IOC’nın IBA’nın kararına rağmen Imane’ı ringe çıkarması; batının LGBTi propagandalarına Cezayir gibi müslüman ve muhafazakâr bir ülkeyi alet etme çabasıdır. Kadınlar kategorilerinin çift cinsiyetli sporcularla doldurulması için kendi sporcularından çok üçüncü dünya ülke sporcularının kullanılması, LGBTi propagandasına üçüncü ülkelerden gelebilecek direncin azaltmak amacıyla yapılan bir stratejidir.

Yüksek testosteronlu sporcusunu koruyan Cezayir; gelecekte trans sporcuların yarışmasın karşı çıkarsa “Biz İmane’ı yarıştırdık ama” denecektir. Bu destek, gelecekte eşcinselliğin yasak olduğu bir ülkenin eşcinselliğe sempati ile bakması için verilen rüşvettir.

2022’de Antalya’da on yedincisi yapılan Avrupa Spor Bakanları Konferansı’nda alınan kararda 14 kez “cinsel tercih ve cinsiyet yönelimi” kelimesi geçiyor. Bu kararda cinsiyet değiştiren sporcular korunmaktadır. Spor Bakanımız, bu kongrede altına imza atılan kararları gözden geçirmelidir.

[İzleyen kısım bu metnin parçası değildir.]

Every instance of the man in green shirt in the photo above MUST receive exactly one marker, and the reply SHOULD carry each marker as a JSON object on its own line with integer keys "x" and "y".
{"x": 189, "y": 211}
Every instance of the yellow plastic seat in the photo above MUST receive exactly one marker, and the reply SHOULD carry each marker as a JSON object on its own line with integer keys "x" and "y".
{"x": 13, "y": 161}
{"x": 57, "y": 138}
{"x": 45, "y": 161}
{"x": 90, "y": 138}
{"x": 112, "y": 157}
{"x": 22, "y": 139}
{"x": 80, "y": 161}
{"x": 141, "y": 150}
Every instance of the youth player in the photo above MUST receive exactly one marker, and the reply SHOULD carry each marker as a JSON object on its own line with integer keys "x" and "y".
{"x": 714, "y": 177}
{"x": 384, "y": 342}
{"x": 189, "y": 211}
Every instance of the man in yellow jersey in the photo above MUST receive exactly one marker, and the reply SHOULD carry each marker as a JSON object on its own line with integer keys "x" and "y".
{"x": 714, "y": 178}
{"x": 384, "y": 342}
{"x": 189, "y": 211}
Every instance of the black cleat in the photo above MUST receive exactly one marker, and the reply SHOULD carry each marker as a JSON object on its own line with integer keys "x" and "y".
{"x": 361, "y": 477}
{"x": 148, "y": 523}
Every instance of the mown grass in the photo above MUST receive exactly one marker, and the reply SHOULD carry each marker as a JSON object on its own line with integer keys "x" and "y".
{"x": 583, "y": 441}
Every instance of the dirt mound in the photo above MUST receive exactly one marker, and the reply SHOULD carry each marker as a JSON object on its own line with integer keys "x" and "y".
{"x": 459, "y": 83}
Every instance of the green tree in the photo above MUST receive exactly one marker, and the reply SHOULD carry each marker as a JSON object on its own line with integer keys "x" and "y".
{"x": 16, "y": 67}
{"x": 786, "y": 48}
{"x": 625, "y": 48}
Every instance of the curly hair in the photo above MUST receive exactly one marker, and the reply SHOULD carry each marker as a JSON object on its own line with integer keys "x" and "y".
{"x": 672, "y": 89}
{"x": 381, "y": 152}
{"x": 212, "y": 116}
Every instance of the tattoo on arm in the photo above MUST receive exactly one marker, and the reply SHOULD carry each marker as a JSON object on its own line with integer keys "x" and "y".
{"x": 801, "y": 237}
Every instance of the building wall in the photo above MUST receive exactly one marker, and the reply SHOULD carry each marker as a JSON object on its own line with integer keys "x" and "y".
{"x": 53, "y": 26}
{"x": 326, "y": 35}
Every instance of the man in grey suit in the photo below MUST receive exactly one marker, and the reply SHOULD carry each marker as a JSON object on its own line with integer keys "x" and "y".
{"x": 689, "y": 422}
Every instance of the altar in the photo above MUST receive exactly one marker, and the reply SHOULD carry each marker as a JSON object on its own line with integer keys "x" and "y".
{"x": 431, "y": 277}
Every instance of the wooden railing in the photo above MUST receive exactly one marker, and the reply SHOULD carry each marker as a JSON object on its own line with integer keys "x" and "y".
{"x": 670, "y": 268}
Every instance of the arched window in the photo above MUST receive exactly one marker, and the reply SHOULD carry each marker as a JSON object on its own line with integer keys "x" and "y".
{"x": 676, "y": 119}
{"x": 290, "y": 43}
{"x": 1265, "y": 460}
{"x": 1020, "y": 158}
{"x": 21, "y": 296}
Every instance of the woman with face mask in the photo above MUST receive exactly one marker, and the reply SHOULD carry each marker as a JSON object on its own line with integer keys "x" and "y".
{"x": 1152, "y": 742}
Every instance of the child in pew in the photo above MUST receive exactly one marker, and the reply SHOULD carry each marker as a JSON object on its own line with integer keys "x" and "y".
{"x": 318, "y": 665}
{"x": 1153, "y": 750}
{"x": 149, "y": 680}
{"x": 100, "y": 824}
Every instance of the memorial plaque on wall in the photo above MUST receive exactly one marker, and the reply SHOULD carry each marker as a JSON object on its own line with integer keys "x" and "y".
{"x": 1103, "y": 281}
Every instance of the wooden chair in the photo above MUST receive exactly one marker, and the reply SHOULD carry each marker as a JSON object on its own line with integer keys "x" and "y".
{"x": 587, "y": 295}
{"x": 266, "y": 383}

28 Şubat 2023 tarihli, “Depremden mal kaçırmak” isimli yazımda TFF’nin “Çocuk Koruma Yönetmeliği”nde UEFA’nın yönetmeliğindeki gibi çocukların cinsel yöneliminin koruma altına alındığını yazmıştım. Şimdi TFF Yönetimi değişti. TFF’nin yeni yönetimi; çocuklarımızın spor yaparken karşı karşıya kalabileceği cinsel yönelim sapkınlıklarına karşı çocuklarımızı koruyacak mı? İlgili yönetmeliğin cinsel yönelime dair maddeleri çıkarılarak bunu kanıtlamalı.

LGBTi baskısı kadınların spor yapmasını engelliyor. Kadının adını spor sahalarından silmeye çalışıyorlar. Nasıl sporcuların doping sayesinde kazandığı madalyalar geçmişe yönelik geri alınıyorsa; trans ve yüksek testosteronlu sporcuların da geçmişte bu avantajları nedeniyle kadınlardan çaldığı madalyalar geri alınmalıdır. Kadınlar kategorisi yarışlarında sadece kadınlar yarışmalıdır. Adil oyun için, spor sahalarında trans veya yüksek testosteronlu kişilerin kadınların karşısında yeri yoktur.